FOLLOW UP AFTER SURGERY
  • Follow up after a radical a cystectomy is in the form of CT scans, once a year for 5 years.

  • Histopathology report: Local patients usually meet Dr. Ramani after two weeks to discuss report.

  • Outstation patients are counselled on a phone consult. Depending on the report, patient may or may not need chemotherapy after surgery.

  • If chemo is needed, patients may choose to get it done with a medical oncologist of their choice or avail the services of one of the four medical oncologists on our team.
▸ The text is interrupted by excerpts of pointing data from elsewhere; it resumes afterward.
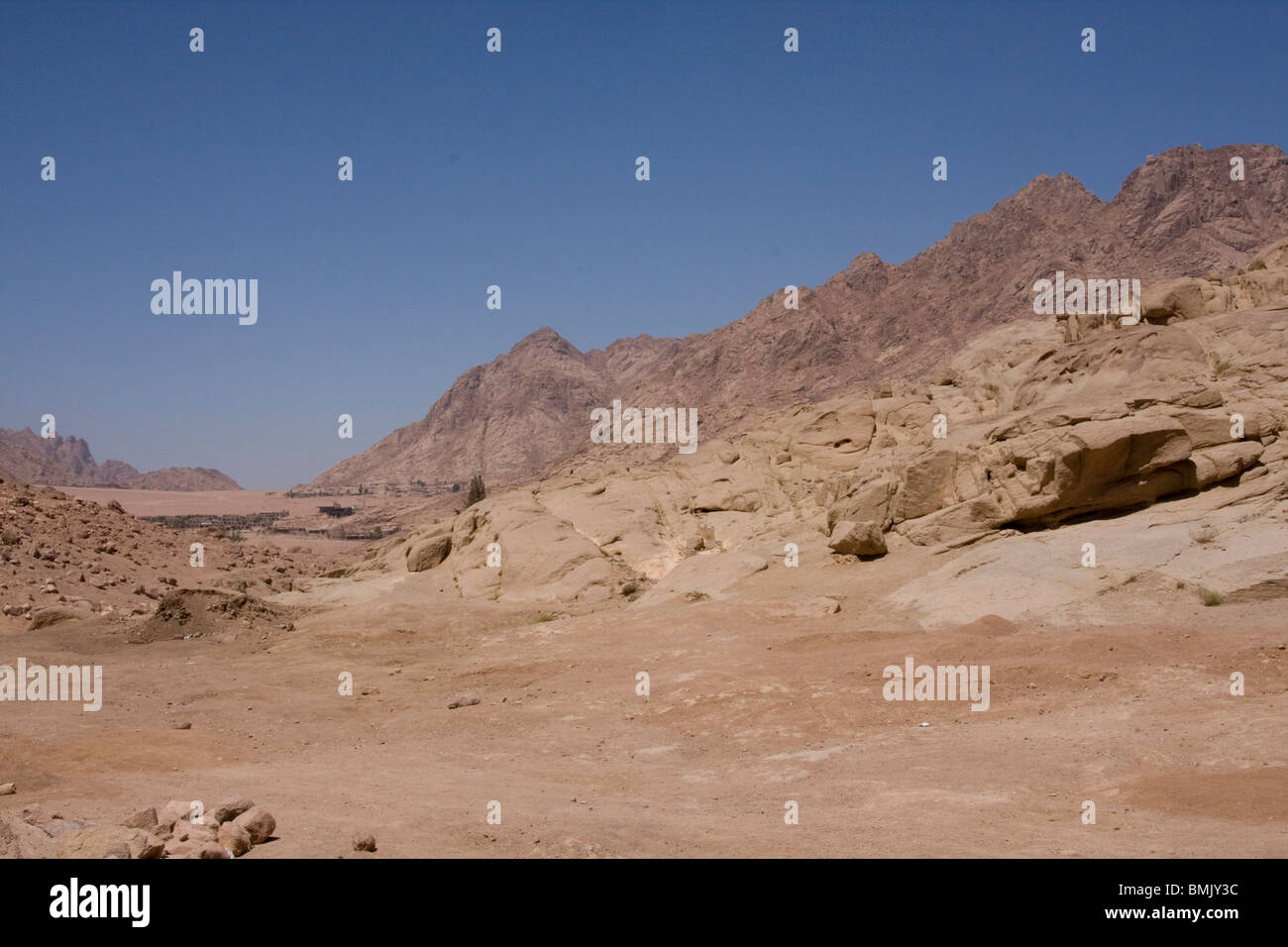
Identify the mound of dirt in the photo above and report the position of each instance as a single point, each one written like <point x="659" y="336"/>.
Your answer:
<point x="202" y="612"/>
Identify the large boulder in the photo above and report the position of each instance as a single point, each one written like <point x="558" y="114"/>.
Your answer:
<point x="857" y="539"/>
<point x="428" y="553"/>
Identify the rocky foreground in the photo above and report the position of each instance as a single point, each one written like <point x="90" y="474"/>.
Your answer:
<point x="626" y="661"/>
<point x="1029" y="427"/>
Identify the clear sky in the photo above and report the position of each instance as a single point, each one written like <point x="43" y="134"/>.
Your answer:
<point x="518" y="169"/>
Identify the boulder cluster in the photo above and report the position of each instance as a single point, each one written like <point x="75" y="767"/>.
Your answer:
<point x="176" y="830"/>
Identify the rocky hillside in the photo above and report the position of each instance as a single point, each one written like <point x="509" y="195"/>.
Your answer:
<point x="1030" y="431"/>
<point x="63" y="558"/>
<point x="1177" y="215"/>
<point x="65" y="462"/>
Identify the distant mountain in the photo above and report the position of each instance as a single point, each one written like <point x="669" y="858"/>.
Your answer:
<point x="1179" y="214"/>
<point x="65" y="462"/>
ROBOTIC RADICAL/PARTIAL NEPHRECTOMY FOR KIDNEY CANCER
  • Robotic partial nephrectomy is a sophisticated, complex surgery and it is very important that an experienced surgeon performs this surgery to avoid major complications. Robotic radical (total) nephrectomy is
  • relatively easier but still requires significant experience to consistently deliver results.
  • Once the anaesthesia is done, and patient positioned, five micro cuts (3mm each) are made in the patient’s abdomen.
  • The arms of the Da Vinci robot are connected to the cuts via ports (tubes).
  • Dr. Ramani then sits in the controlling console to perform the surgery.
  • On an average, a robotic radical nephrectomy takes one hour and a robotic partial nephrectomy takes about an hour and half.
  • The surgery is almost completely bloodless and there has never been any need to transfuse blood after surgery.
  • A urine catheter and bag to drain the bladder is inserted during surgery.
  • A tiny drain pipe in inserted in the surgical side of the abdomen, connected to a bag.
  • Patient is kept nil-by-mouth the day of the surgery, with IV fluids. Sips of water are started the next day and solid food by day three.
  • The drain pipe is removed in the room on day 3 after surgery. The catheter is removed on day two after surgery.
  • Total hospital stay for radical/partial nephrectomy is 4 nights (including night before surgery).
  • Post discharge, a doctor from the surgical team visits the patient at home/ hotel room once every day.
RETURN TO ACTIVITY
  • On the day of discharge, patient is totally self- sufficient. 
  • They are able to walk freely without any pain, dress themselves, shower, toilet and they do not need to hire any nurse or help at home. 
  • Almost all patients are back to work within 2-3 weeks of surgery.
  • Heavy activities like running, weight lifting can be resumed after a month.
FOLLOW UP AFTER SURGERY
  • Follow up after a radical/partial Nephrectomy is in the form of CT scans, once a year for 5 years.
  • Local patients usually meet Dr. Ramani after two weeks to discuss report. 
  • Outstation patients are counselled on a phone consultation.